La plus grande espèce de rapace en Europe, le pygargue à queue blanche, est maintenant en « danger critique » d’extinction en France, où elle est strictement protégée. On estime que moins de 30 spécimens survivent sur le territoire français, à la fois en liberté et en captivité. Deux récents cas judiciaires ont souligné cette situation préoccupante.
Le premier implique un chasseur de 35 ans de l’Isère qui a été condamné à payer 61 300 euros de dommages et intérêts par le tribunal correctionnel de Grenoble pour avoir abattu une femelle pygargue le 24 février. Celle-ci avait été réintroduite dans la nature quelques mois plus tôt par la LPO après être élevée dans le cadre d’un programme scientifique national.
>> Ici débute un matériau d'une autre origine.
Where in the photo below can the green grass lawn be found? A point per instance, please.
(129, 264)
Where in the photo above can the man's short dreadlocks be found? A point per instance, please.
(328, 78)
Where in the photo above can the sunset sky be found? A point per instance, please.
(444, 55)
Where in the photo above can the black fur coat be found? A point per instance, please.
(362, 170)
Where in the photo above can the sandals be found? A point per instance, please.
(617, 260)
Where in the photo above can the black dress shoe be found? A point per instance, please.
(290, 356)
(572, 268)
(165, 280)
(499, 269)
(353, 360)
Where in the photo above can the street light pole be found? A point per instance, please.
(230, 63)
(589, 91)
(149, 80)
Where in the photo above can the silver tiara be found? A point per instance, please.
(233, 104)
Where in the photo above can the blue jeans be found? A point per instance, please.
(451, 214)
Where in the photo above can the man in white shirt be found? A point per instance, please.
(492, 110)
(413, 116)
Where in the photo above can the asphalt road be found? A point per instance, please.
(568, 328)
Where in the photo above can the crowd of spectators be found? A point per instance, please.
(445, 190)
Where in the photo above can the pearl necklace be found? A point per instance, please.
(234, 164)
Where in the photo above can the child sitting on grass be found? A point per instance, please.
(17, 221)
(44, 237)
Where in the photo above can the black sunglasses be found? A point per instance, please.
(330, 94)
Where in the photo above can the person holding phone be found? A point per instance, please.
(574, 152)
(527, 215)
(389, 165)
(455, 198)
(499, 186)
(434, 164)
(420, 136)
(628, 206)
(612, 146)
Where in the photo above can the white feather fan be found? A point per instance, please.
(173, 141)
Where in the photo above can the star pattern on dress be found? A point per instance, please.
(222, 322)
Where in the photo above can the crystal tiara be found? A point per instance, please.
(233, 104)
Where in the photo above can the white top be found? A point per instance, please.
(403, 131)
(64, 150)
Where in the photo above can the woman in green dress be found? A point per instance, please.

Le chasseur a également été condamné à quatre mois de prison avec sursis et son permis de chasse a été révoqué. Son demi-frère a également été condamné pour avoir participé au déplacement du cadavre et la récupération de quatre plumes de l’oiseau, dont deux ont été récupérées lors d’une perquisition de leurs domiciles.
Dans un autre cas aux Ardennes, trois individus ont été arrêtés suite à la découverte d’un pygargue mort à proximité d’une zone d’étangs, identifié grâce à sa balise télémétrique. L’autopsie a révélé que l’oiseau avait ingéré des poissons imprégnés de carbofuran, un pesticide interdit en France depuis 2008, selon l’Office français de la biodiversité (OFB) et la gendarmerie.
L’enquête menée par l’unité environnementale régionale du parquet de Troyes a réussi à identifier l’individu qui possédait le bassin. Des dizaines de kilogrammes d’insecticides, ainsi que d’autres substances nocives pour les oiseaux, ont été découverts chez cet individu, provoquant le décès de nombreux oiseaux tels que les cormorans, les cigognes et les hérons. Le propriétaire, qui avait déjà été mis en cause par la justice et l’OFB pour des incidents antérieurs d’empoisonnement d’espèces protégées, a été arrêté avec deux autres personnes.
Deux d’entre eux, qui ont admis leur culpabilité, seront jugés devant le tribunal de Troyes le 30 août pour des infractions relatives à la destruction d’espèces protégées, à l’utilisation et à la possession illégales de produits phytosanitaires, et à la chasse et à l’armement, selon le parquet. Le troisième individu a été innocenté.
Un « meilleur suivi des espèces »
Pour les partisans de la protection de la biodiversité et des oiseaux, ces deux poursuites judiciaires ont été rendues possibles grâce à un suivi plus rigoureux des espèces, en particulier celles qui ont été réintroduites. Cédric Marteau, le directeur de la Ligue de protection des oiseaux (LPO), déclare que la poursuite en justice de ces deux affaires de braconnage démontre les effets bénéfiques d’un « meilleur suivi des espèces ». Il attribue cette amélioration aux balises utilisées pour suivre les oiseaux, ainsi qu’à la prise de conscience accrue des juges concernant la destruction de ce patrimoine naturel. « Plus nous utilisons ces dispositifs, plus nous réalisons que c’est loin d’être insignifiant », affirme Cédric Marteau. Il ajoute même que pour certaines espèces protégées, l’empoisonnement ou la chasse sont les principales causes de décès.
Selon la LPO, la régulation des « destructions illégales » est encore loin d’être aussi efficace qu’elle pourrait l’être et ils ont insisté sur la nécessité de maintenir une politique de suivi de la libération des oiseaux. Cédric Marteau a conclu en disant : « Si la justice commence à punir sévèrement la dégradation de ce patrimoine naturel, on peut s’attendre à un changement de comportement et à l’éradication des actes malveillants ».
Jacques-Olivier Travers, qui dirige les Aigles du Léman – un lieu consacré à l’étude et à la préservation des rapaces – a qualifié cette action de » décision marquante ». Il a également reconnu que le « sentiment d’impunité » est toujours présent parmi les chasseurs.